On parlait de tout, de la vie, mais surtout pas de la retraite et des cotisations sociales… On rigolait bien, on était sérieusement libres. Comment réagissait le public à l’étranger, vu que les paroles de LSD font quand même plus de la moitié du boulot ?
L’étranger que j ai parcouru était essentiellement francophone. La tournée Rock en France a d’ailleurs été franchement au top. Je me souviens aussi d’un concert à Faverges, en Haute-Savoie, où les groupes ont rencontré les roadies dans un match de foot d’anthologie !

1989, au Bataclan, vous passez enfin à la couleur !
En fait, je faisais de la couleur depuis 1974. En 1981, au Rose Bonbon, je me suis même fendu d’une bobine Ektachrome, très chère à l’époque. Les sessions studio de 1983 sont également en couleur. Mais le noir et blanc reste le top. Sur cette photo, on retrouve toute la bande de LSD : l’Internationale Raya Fan Club.

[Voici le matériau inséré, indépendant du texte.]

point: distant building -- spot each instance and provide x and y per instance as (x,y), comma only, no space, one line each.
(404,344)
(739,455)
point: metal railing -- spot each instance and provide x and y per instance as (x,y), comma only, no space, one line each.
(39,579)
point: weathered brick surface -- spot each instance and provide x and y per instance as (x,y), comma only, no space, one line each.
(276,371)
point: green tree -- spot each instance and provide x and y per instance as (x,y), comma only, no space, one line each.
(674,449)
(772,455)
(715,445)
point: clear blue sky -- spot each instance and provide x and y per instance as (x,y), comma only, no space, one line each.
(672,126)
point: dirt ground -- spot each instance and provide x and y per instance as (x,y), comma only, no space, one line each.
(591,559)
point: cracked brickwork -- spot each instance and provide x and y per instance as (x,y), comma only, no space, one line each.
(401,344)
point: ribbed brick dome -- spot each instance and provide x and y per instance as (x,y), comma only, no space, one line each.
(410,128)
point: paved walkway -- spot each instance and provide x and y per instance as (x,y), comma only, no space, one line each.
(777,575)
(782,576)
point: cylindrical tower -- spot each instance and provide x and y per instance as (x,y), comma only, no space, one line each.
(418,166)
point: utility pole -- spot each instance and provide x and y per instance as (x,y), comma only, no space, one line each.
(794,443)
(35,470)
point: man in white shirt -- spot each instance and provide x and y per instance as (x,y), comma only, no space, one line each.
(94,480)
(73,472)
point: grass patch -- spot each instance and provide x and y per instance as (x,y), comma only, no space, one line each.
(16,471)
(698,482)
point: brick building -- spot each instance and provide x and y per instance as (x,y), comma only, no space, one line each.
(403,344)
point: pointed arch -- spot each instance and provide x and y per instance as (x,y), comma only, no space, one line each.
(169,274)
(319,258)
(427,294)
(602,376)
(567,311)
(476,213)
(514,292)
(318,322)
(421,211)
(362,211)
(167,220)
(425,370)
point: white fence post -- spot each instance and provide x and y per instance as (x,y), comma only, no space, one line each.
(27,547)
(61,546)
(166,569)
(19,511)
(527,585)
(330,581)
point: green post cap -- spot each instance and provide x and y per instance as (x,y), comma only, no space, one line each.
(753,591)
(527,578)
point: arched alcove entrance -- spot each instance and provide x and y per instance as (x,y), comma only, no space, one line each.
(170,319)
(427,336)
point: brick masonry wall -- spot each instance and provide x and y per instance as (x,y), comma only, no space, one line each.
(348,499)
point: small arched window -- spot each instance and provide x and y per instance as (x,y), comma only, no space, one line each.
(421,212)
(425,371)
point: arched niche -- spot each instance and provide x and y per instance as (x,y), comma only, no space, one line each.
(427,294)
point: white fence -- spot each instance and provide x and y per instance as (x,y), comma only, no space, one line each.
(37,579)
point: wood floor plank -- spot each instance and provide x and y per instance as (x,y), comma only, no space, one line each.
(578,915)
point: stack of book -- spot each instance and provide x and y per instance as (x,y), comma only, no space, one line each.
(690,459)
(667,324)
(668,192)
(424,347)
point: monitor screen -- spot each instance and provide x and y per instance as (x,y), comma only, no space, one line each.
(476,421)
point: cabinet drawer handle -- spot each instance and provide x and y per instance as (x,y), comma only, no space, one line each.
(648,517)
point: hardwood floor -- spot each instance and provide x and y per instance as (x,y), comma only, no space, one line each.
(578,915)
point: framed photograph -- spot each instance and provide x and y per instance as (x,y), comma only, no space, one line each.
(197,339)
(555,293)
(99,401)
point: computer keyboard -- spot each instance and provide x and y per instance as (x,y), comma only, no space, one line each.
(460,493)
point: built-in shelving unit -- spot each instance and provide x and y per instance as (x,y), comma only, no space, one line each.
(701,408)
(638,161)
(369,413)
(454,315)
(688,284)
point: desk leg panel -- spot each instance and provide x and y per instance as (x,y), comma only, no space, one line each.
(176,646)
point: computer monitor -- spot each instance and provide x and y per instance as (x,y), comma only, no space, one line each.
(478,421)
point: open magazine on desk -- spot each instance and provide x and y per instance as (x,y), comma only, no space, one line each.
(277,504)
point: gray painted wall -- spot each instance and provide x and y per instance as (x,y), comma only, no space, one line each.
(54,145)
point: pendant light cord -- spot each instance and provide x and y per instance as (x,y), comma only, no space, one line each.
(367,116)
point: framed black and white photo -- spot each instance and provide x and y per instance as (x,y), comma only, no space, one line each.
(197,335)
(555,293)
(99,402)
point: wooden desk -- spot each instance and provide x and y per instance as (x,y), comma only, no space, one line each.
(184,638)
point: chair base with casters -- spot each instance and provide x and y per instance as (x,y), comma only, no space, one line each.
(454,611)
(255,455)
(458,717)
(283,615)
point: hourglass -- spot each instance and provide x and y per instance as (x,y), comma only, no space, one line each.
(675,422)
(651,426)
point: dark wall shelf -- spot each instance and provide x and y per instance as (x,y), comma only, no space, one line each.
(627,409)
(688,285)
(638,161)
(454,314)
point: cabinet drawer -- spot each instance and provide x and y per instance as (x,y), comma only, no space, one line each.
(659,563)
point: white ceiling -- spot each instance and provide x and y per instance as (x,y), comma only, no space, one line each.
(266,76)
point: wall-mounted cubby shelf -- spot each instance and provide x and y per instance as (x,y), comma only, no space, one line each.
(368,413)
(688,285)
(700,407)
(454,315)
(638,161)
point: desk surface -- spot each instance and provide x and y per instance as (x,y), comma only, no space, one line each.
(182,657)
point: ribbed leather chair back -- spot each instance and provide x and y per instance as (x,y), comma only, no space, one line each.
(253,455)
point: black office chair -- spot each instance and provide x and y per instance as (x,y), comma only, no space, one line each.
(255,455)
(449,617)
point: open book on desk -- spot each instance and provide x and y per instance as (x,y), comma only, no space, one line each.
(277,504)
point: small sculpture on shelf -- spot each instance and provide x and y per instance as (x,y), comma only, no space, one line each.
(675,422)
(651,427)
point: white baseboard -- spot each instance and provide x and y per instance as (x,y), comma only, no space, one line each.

1990. Les visages sont déjà plus burinés. C’était usant l’aventure LSD ? Ils étaient plutôt sexe, drogue ou 100 % rock’n’roll ?
Ils tournaient à la Kronenbourg ou au thé vert, point barre. Et non, cette aventure n’a jamais été une corvée pour moi. En ce qui concerne le sexe, posez leur la question ! Vous vous souvenez du jour où vous leur avez dit « salut les copains » ?

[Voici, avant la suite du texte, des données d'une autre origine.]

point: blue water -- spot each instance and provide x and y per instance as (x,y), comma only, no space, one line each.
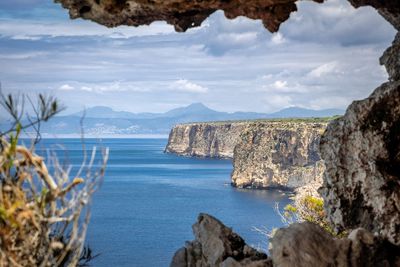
(145,208)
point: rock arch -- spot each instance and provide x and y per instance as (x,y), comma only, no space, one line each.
(361,150)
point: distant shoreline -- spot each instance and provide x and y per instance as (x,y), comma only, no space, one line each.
(108,136)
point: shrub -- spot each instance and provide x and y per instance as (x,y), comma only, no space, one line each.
(44,212)
(311,209)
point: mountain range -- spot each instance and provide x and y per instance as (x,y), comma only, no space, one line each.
(104,121)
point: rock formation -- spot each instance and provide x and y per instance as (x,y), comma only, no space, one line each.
(362,154)
(217,245)
(308,245)
(361,150)
(277,154)
(265,153)
(216,140)
(182,14)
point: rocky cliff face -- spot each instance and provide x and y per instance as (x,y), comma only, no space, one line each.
(361,150)
(265,154)
(278,154)
(216,140)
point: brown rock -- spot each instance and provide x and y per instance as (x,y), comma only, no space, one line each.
(362,156)
(180,13)
(308,245)
(278,154)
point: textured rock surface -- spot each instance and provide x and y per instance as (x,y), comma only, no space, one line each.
(308,245)
(278,154)
(180,13)
(265,154)
(217,245)
(362,154)
(205,139)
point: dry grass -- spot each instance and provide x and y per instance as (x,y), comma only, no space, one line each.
(44,215)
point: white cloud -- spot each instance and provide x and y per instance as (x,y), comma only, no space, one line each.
(19,29)
(277,38)
(276,101)
(87,89)
(280,84)
(183,85)
(66,87)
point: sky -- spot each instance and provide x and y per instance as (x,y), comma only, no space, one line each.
(324,56)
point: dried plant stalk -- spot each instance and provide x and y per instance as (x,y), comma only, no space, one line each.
(43,216)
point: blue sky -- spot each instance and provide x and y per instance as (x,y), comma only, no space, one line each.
(325,56)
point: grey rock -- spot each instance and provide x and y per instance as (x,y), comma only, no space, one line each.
(361,150)
(308,245)
(217,245)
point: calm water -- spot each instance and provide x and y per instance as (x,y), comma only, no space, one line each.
(149,200)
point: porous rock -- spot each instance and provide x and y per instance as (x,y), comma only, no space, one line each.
(308,245)
(217,245)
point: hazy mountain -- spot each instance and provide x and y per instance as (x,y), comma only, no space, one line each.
(105,121)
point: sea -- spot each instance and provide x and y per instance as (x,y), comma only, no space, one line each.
(149,200)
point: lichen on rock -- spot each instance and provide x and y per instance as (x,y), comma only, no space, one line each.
(276,154)
(180,13)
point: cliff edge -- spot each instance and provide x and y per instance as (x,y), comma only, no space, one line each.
(271,153)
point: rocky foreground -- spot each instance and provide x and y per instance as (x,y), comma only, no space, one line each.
(361,184)
(265,153)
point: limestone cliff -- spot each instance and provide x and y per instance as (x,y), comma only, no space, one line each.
(361,150)
(265,153)
(205,139)
(278,154)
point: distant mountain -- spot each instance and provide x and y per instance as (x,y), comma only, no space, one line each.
(101,121)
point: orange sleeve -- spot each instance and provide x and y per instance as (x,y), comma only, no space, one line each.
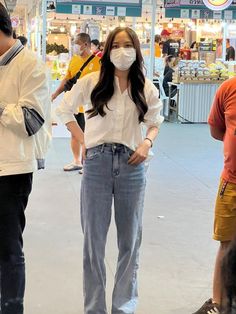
(217,117)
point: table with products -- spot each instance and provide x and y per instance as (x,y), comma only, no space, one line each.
(195,99)
(197,83)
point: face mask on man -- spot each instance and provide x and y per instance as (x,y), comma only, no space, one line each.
(123,58)
(78,50)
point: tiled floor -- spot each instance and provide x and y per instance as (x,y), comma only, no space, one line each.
(177,253)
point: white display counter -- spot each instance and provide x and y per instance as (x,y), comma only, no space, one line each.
(195,100)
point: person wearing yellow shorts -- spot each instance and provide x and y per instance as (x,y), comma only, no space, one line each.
(82,54)
(222,122)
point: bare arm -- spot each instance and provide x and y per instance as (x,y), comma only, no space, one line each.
(76,131)
(217,134)
(59,90)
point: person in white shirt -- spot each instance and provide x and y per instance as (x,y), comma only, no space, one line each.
(120,101)
(25,126)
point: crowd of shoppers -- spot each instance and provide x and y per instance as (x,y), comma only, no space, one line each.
(120,103)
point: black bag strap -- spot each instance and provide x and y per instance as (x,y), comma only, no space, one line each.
(77,76)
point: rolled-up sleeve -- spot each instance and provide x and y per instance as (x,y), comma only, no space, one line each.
(69,104)
(153,116)
(27,116)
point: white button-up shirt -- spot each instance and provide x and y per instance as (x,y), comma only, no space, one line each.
(121,123)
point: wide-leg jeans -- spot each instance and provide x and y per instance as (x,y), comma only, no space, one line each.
(107,177)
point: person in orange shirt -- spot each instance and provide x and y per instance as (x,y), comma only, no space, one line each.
(82,54)
(222,121)
(157,46)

Je leur ai dit au revoir après le concert de l’Olympia. Je venais de signer un contrat avec le plus gros magazine de mode des USA, le Women's Wear Daily, ils ne m’en ont jamais voulu de partir. S'ils vous rappelaient, vous seriez prêts à y retourner demain ?
Oui, tout de suite ! Avec la bouteille, l’expérience et les moyens techniques que j’ai maintenant, ce serait un pur trip.